A simple Python worksheet for processing Twitter data to gague public sentiment and provide government departments with actionable information usefull for public relations and consultations.
Data has been scaped using the #TAGS google spreadsheet tool
import pandas as pd
data = pd.read_csv('https://docs.google.com/spreadsheets/d/1F15gF01liemxjR101uY9h52J1rUkwawwS70cmTMWYtU/pub?gid=400689247&single=true&output=csv')
tweet_data = data["text"]
tweet_text = " ".join([text for text in tweet_data])
The data is now cleaned and simplified prior to processing.

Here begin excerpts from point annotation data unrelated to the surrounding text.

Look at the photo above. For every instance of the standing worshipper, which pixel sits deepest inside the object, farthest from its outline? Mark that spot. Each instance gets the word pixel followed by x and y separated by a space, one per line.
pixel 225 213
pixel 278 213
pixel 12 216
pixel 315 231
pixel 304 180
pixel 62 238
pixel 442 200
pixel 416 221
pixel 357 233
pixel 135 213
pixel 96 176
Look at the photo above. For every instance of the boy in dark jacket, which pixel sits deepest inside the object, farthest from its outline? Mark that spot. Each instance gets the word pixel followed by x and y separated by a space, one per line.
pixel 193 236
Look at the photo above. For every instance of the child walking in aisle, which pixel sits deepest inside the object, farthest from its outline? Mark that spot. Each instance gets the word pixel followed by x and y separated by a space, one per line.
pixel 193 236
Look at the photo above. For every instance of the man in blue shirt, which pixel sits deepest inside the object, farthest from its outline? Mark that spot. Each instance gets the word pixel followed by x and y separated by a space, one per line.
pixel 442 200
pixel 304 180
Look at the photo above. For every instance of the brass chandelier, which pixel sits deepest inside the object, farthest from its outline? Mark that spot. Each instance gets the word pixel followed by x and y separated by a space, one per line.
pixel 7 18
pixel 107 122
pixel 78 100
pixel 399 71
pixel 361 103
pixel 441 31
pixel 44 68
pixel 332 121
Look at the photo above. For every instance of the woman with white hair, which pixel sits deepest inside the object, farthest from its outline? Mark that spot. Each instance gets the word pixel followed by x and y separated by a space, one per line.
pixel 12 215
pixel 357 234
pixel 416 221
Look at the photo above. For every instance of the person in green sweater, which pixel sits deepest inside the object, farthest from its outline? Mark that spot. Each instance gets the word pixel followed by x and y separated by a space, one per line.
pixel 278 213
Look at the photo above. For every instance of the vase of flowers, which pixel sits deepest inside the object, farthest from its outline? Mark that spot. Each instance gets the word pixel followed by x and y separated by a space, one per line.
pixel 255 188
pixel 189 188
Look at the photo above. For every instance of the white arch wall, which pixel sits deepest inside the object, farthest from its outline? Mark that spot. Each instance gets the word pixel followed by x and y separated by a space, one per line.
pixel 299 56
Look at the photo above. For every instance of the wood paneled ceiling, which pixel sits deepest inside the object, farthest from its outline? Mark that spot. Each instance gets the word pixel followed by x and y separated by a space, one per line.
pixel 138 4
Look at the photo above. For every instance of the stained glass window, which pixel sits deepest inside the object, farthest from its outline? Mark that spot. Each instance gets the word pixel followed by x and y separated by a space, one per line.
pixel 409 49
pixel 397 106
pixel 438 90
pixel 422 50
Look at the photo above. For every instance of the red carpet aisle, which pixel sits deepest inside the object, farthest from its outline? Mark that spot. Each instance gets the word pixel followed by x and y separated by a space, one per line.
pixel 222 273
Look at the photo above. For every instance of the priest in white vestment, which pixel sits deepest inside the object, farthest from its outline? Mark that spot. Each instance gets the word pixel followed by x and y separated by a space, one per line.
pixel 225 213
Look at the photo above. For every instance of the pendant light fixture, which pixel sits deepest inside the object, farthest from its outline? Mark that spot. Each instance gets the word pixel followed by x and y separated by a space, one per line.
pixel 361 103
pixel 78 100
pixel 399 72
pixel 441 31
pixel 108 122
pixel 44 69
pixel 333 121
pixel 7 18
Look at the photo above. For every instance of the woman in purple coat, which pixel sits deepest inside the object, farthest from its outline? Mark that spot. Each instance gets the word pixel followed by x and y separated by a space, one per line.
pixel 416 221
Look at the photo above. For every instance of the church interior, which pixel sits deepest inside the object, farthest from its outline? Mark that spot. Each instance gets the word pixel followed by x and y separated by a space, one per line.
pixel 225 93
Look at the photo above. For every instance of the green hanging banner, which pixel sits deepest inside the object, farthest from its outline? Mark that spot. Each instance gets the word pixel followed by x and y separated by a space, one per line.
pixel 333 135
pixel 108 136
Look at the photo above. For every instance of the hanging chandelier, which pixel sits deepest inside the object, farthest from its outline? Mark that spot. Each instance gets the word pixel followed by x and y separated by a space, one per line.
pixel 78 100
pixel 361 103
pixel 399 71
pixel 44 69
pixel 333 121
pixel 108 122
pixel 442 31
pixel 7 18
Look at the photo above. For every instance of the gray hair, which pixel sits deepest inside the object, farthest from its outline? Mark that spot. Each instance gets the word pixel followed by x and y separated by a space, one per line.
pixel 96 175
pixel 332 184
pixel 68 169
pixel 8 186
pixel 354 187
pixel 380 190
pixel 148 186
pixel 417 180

Collections and counts are also prepared.
from nltk.tokenize.casual import (TweetTokenizer, casual_tokenize)
from nltk.corpus import stopwords
from nltk.probability import FreqDist
from collections import Counter
from nltk import Text
text_tokens = casual_tokenize(tweet_text)

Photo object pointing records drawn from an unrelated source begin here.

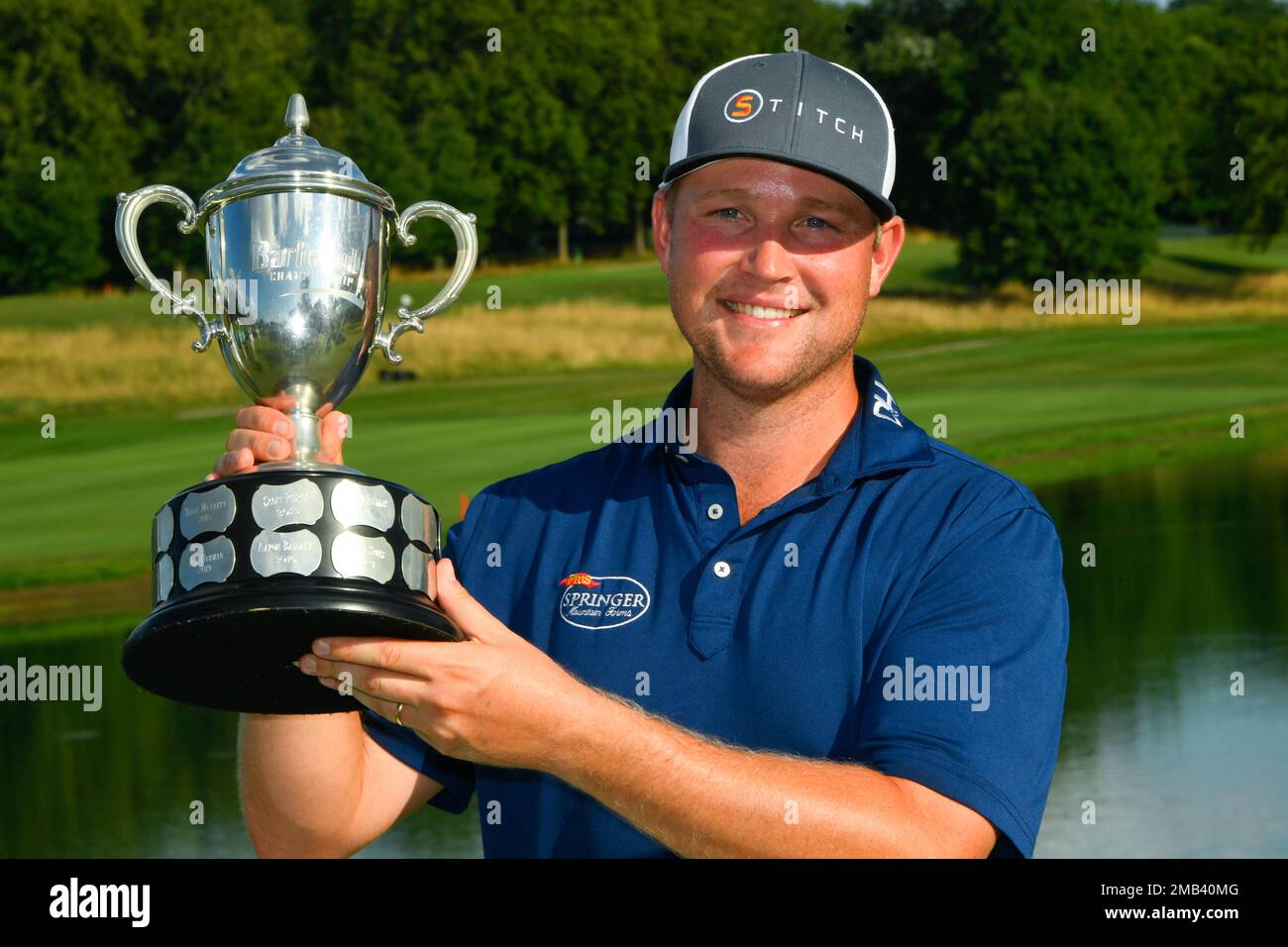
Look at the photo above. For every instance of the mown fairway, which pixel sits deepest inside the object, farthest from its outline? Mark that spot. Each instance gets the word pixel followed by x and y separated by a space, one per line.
pixel 1051 405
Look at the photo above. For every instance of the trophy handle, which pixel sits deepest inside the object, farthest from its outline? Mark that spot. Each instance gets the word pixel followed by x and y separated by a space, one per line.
pixel 467 256
pixel 129 208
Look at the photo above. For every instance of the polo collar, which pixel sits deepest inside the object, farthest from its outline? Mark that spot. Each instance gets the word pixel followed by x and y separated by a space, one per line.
pixel 879 440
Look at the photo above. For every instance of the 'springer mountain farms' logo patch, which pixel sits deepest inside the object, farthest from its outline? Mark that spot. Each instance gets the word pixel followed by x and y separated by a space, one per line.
pixel 599 602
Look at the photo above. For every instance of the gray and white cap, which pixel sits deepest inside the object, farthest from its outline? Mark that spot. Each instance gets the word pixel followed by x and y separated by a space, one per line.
pixel 793 107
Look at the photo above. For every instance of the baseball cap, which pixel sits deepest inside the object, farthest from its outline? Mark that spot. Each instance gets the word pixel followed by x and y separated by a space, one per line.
pixel 793 107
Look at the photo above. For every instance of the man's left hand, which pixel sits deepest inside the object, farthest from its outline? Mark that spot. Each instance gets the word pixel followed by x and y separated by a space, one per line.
pixel 492 698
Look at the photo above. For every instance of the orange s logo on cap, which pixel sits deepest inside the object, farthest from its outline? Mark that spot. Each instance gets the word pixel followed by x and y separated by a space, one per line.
pixel 743 106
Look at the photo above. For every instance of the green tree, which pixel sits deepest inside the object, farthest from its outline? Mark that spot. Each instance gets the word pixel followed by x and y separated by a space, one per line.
pixel 1057 179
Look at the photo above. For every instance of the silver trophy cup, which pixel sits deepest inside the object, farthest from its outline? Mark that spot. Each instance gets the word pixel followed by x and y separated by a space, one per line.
pixel 249 570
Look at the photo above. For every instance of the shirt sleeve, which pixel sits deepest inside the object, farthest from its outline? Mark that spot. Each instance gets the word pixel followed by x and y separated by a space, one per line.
pixel 456 776
pixel 966 693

lower_tokens = [word.lower() for word in text_tokens if len(word) >1]
word_tokens = [word for word in lower_tokens if (word.isalpha() and not word.startswith("http")) and not word.startswith("@") and not word.startswith("#")]
stopps = stopwords.words("english") + ["rt", "via", "ping", "@:", "15", "10"]
unstop_tokens = [word for word in word_tokens if word not in stopps]
nltk_tokens = Text(unstop_tokens)
hashtags = [word for word in lower_tokens if word.startswith("#")]
ats = [word for word in lower_tokens if word.startswith("@")]
most_common_tokens = [token for token, count in token_counts.most_common(30)]
token_counts = Counter(unstop_tokens)
hashtag_counts = Counter(hashtags)
at_counts = Counter(ats)
freq_dist = FreqDist(unstop_tokens)
The data is now analysed to produce a variety of useful graphs and charts that can be assembled into a functional "Public Sentiment Dashboard" for a department or organization.
freq_dist.plot(30, cumulative=False, title="Top 'welfare' word frequencies")
nltk_tokens.dispersion_plot(most_common_tokens)
for tag in hashtag_counts.most_common(10):
print(tag[0][1:])
for user in at_counts.most_common(10):
print(user[0][1:])
nltk_tokens.collocations(window_size=10, num=20)